Q1. What is Hadoop?
A1. Hadoop is an open-source software framework for storing large amounts of data and processing/querying those data on a cluster with multiple nodes of commodity hardware (i.e. low cost hardware). In short, Hadoop consists of
1. HDFS (Hadoop Distributed File System): HDFS allows you to store huge amounts of data in a distributed and a redundant manner. For example, a 1 GB (i.e 1024 MB) text file can be split into 16 * 128MB files and stored on 8 different nodes in a Hadoop cluster. Each split can be replicated 3 times for fault tolerance so that if 1 node goes down, you have backups. HDFS is good for sequential write-once-and-read-many times type access.
2. MapReduce: A computational framework. This processes large amounts of data in a distributed and parallel manner. When you do a query on the above 1 GB file for all users with age > 18, there will be say “8 map” functions running in parallel to extract users with age > 18 within its 128MB split file, and then the “reduce” function will run to combine all the individual outputs into a single final result.
3. YARN (Yet Another Resource Nagotiator): A framework for job scheduling and cluster resource management.

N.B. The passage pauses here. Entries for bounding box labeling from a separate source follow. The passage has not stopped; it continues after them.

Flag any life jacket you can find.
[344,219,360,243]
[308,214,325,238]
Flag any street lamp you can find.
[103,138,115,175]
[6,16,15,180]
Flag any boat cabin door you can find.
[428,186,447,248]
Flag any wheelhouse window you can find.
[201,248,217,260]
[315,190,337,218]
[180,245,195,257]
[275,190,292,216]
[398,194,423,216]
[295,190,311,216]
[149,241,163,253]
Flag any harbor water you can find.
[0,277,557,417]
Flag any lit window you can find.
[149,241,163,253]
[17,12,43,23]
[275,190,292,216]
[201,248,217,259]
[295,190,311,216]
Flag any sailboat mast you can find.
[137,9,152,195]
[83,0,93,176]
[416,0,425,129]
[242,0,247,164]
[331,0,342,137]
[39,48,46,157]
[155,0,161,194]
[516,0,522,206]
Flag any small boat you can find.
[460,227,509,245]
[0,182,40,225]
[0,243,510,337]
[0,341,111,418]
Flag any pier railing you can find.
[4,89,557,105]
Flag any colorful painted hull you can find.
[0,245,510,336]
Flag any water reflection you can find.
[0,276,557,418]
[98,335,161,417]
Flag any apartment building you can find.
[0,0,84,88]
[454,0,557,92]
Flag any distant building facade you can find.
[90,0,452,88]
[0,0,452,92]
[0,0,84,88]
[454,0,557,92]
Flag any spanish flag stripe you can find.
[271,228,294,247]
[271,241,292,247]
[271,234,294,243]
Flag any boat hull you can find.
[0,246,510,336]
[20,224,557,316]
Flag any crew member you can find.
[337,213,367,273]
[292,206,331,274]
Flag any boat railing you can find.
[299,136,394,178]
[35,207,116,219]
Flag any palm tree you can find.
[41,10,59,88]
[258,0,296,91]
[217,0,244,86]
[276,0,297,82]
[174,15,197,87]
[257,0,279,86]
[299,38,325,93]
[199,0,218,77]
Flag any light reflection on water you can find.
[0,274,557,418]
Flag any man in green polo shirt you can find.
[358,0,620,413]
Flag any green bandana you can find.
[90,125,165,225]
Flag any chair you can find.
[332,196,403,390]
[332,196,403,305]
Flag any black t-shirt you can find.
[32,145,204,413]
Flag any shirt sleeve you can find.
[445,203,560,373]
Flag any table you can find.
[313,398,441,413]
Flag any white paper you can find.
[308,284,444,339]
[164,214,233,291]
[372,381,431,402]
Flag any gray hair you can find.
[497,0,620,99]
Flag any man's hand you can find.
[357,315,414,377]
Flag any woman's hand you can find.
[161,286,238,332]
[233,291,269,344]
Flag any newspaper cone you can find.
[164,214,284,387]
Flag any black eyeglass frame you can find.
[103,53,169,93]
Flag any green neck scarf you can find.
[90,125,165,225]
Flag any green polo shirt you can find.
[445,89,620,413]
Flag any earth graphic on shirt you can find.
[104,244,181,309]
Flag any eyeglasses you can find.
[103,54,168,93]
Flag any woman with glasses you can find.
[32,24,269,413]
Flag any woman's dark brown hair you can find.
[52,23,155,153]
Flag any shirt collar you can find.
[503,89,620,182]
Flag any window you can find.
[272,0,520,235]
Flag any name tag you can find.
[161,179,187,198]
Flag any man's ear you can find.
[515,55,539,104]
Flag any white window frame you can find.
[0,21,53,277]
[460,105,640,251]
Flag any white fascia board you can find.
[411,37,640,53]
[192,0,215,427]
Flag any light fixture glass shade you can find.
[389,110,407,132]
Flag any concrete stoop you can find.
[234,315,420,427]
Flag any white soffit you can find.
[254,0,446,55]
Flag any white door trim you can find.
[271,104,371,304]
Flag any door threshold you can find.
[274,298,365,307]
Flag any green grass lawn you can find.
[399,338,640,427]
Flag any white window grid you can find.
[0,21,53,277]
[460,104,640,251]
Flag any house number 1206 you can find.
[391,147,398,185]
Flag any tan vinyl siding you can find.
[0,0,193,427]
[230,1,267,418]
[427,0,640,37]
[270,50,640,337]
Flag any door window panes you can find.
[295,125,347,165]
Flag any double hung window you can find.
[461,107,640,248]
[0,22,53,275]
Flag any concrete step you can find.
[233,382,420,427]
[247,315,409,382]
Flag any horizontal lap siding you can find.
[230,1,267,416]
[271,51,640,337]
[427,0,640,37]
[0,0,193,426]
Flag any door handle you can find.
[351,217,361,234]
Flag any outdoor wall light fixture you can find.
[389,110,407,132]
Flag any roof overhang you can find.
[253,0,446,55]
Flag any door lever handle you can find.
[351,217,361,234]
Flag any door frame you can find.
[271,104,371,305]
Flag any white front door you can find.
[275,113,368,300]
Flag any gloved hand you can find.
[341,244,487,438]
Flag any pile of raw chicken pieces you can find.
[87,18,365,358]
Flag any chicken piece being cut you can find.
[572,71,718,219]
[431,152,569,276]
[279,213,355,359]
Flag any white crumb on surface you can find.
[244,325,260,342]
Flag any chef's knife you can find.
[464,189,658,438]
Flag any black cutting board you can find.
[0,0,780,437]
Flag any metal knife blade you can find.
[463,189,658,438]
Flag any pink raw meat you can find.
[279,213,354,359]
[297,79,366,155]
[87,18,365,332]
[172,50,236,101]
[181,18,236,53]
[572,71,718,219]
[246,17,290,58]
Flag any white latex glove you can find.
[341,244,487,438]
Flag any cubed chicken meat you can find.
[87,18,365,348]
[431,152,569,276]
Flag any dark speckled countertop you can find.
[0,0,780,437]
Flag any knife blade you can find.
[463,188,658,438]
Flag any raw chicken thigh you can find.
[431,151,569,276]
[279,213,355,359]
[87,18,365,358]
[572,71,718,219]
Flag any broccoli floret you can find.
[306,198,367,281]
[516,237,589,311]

4. Hadoop eco system, with 15+ frameworks & tools like Sqoop, Flume, Kafka, Pig, Hive, Spark, Impala, etc to ingest data into HDFS, to wrangle data (i.e. transform, enrich, aggregate, etc) within HDFS, and to query data from HDFS for business intelligence & analytics. Some tools like Pig & Hive are abstraction layers on top of MapReduce, whilst the other tools like Spark & Impala are improved architecture/design from MapReduce for much improved latencies to support near real-time (i.e. NRT) & real-time processing.
Q2. Why are organizations moving from traditional data warehouse tools to smarter data hubs based on Hadoop eco systems?

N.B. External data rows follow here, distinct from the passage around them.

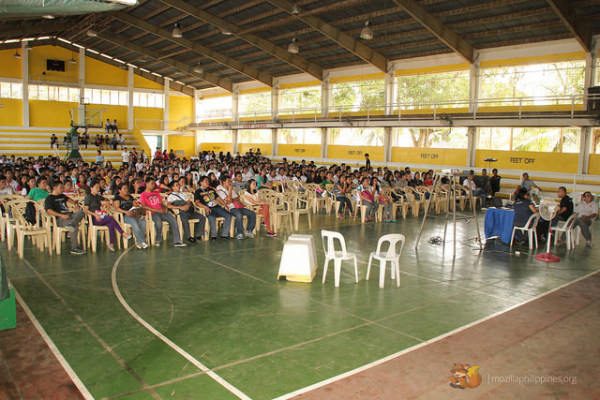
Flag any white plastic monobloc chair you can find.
[510,213,540,249]
[321,230,358,287]
[551,214,577,250]
[367,233,406,289]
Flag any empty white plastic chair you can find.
[321,230,358,287]
[367,233,406,289]
[551,214,576,250]
[510,213,540,249]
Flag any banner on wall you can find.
[475,150,579,173]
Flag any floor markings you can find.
[111,249,250,400]
[11,285,94,400]
[23,256,162,399]
[274,271,600,400]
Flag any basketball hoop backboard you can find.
[69,105,102,128]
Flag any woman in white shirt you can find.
[244,179,277,236]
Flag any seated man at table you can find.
[514,188,538,244]
[573,192,598,247]
[490,168,502,196]
[537,186,573,240]
[463,170,486,206]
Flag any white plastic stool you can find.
[277,234,317,283]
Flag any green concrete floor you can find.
[2,211,599,399]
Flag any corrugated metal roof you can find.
[0,0,600,93]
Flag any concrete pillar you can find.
[321,128,328,159]
[583,51,598,110]
[271,83,279,120]
[469,55,481,112]
[127,65,135,130]
[231,129,238,155]
[77,47,85,99]
[161,78,171,130]
[384,64,396,115]
[577,126,594,174]
[21,42,29,128]
[271,128,279,156]
[383,126,392,163]
[231,84,240,122]
[321,72,330,118]
[467,126,479,168]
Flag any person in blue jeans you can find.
[113,183,148,249]
[194,176,233,240]
[217,175,256,240]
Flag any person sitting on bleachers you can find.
[194,176,233,240]
[490,168,502,197]
[167,178,206,243]
[140,177,186,247]
[217,174,256,239]
[463,170,486,205]
[83,180,131,251]
[573,192,598,247]
[44,180,85,254]
[513,188,538,244]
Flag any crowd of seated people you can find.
[0,149,496,254]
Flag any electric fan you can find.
[535,199,560,262]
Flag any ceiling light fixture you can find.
[360,21,373,40]
[192,64,204,74]
[171,22,183,39]
[288,38,300,54]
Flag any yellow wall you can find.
[168,96,194,129]
[29,46,79,83]
[475,150,579,173]
[88,104,127,129]
[392,147,467,165]
[277,144,321,158]
[327,145,384,161]
[169,135,195,156]
[133,74,163,90]
[131,128,152,157]
[238,143,273,156]
[0,49,21,78]
[133,107,163,130]
[200,142,233,153]
[0,99,23,126]
[29,100,79,129]
[85,57,127,86]
[588,154,600,175]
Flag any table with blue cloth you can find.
[484,208,515,244]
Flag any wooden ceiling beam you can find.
[113,12,273,86]
[546,0,593,53]
[160,0,323,80]
[393,0,475,63]
[99,30,233,92]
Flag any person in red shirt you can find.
[154,147,162,160]
[140,178,186,247]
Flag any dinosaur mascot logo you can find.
[450,364,481,389]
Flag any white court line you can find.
[274,271,600,400]
[13,286,94,400]
[111,247,251,400]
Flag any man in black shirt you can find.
[194,176,233,240]
[552,186,573,220]
[44,180,85,254]
[537,186,574,240]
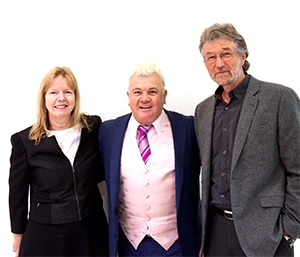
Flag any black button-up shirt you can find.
[210,75,249,210]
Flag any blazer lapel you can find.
[231,77,259,172]
[165,110,186,212]
[109,115,130,205]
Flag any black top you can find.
[210,75,249,210]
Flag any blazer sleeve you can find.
[278,88,300,238]
[9,133,30,234]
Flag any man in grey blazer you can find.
[195,23,300,257]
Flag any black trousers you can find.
[204,208,294,257]
[19,212,109,257]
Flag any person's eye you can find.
[133,90,141,95]
[222,52,232,59]
[149,89,157,95]
[206,55,216,62]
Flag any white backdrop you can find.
[0,0,300,256]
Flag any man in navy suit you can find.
[99,63,201,256]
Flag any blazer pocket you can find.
[260,196,284,208]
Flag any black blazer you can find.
[9,116,104,233]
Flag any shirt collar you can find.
[215,74,250,100]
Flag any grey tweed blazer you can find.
[195,76,300,257]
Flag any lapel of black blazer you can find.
[109,114,131,203]
[165,110,186,212]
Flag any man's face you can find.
[203,39,246,88]
[127,75,167,125]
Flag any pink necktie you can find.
[138,124,152,163]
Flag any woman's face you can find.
[45,75,75,125]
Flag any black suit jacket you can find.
[9,116,103,233]
[99,110,201,256]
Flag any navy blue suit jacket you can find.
[99,110,201,256]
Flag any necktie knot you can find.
[138,124,152,163]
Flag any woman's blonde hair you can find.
[28,67,90,144]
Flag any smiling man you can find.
[99,63,200,257]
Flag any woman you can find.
[9,67,108,256]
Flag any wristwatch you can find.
[284,236,296,249]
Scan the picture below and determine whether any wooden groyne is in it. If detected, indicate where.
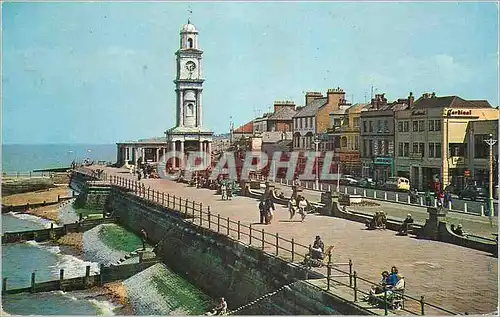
[2,258,158,295]
[2,218,115,244]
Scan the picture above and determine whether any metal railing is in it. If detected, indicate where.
[78,169,458,315]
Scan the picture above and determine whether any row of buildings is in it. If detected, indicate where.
[231,88,499,189]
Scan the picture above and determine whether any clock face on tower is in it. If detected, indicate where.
[186,61,196,72]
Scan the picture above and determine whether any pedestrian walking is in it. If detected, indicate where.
[141,228,148,250]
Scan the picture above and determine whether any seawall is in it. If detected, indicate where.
[72,176,372,315]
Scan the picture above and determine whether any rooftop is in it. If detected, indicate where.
[293,97,328,118]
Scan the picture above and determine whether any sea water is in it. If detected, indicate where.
[2,207,112,315]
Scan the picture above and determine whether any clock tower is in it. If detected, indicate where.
[165,20,213,169]
[174,20,204,128]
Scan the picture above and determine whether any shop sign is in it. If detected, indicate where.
[340,153,361,162]
[445,109,472,117]
[374,157,392,165]
[411,110,426,116]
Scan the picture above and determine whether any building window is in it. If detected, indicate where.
[412,120,418,132]
[434,120,441,131]
[387,141,394,156]
[474,134,490,158]
[434,143,442,158]
[418,120,425,132]
[403,121,410,132]
[429,143,434,157]
[354,118,359,128]
[413,142,418,153]
[340,136,347,148]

A2. Organizations are investing on enhancing their
Existing data infrastructure:
- predominantly using “structured data” stored in high-end & expensive hardwares
- predominantly processed as ETL batch jobs for ingesting data into RDBMS and data warehouse systems for data mining, analysis & reporting to make key business decisions.
- predominantly handle data volumes in gigabytes to terabytes
Smarter data infrastructure based on Hadoop where
- structured (e.g. RDBMS), unstructured (e.g, images, PDFs, docs ), & semi-structured (e.g. logs, XMLs) data can be stored in cheaper commodity machines in a scalable and fault tolerant manner.
- data can be ingested via batch jobs and near real time (i.e. NRT, 200ms to 2 seconds) streaming (e.g. Flume & Kafka).
- data can be queried with low latency (i.e under 100ms) capabilities with tools like Spark & Impala.
- larger data volumes in terabytes to petabytes can be stored.
which empowers organizations to make better business decisions with smarter & bigger data with more powerful tools to ingest data, to wrangle stored data (e.g. aggregate, enrich, transform, etc), and to query the wrangled data with low-latency capabilities for reporting & business intelligence.
Q3. How does a smarter & bigger data hub architectures differ from a traditional data warehouse architectures?
Traditional Enterprise Data Warehouse Architecture
Hadoop based Data Hub Architecture
Q4. What are the benefits of Hadoop based Data Hubs?
1) Improves the overall SLAs (i.e. Service Level Agreements) as the data volume & complexity grows. E.g. “Shared Nothing” architecture, parallel processing, memory intensive processing frameworks like Spark & Impala, and resource preemption in YARN’s capacity scheduler.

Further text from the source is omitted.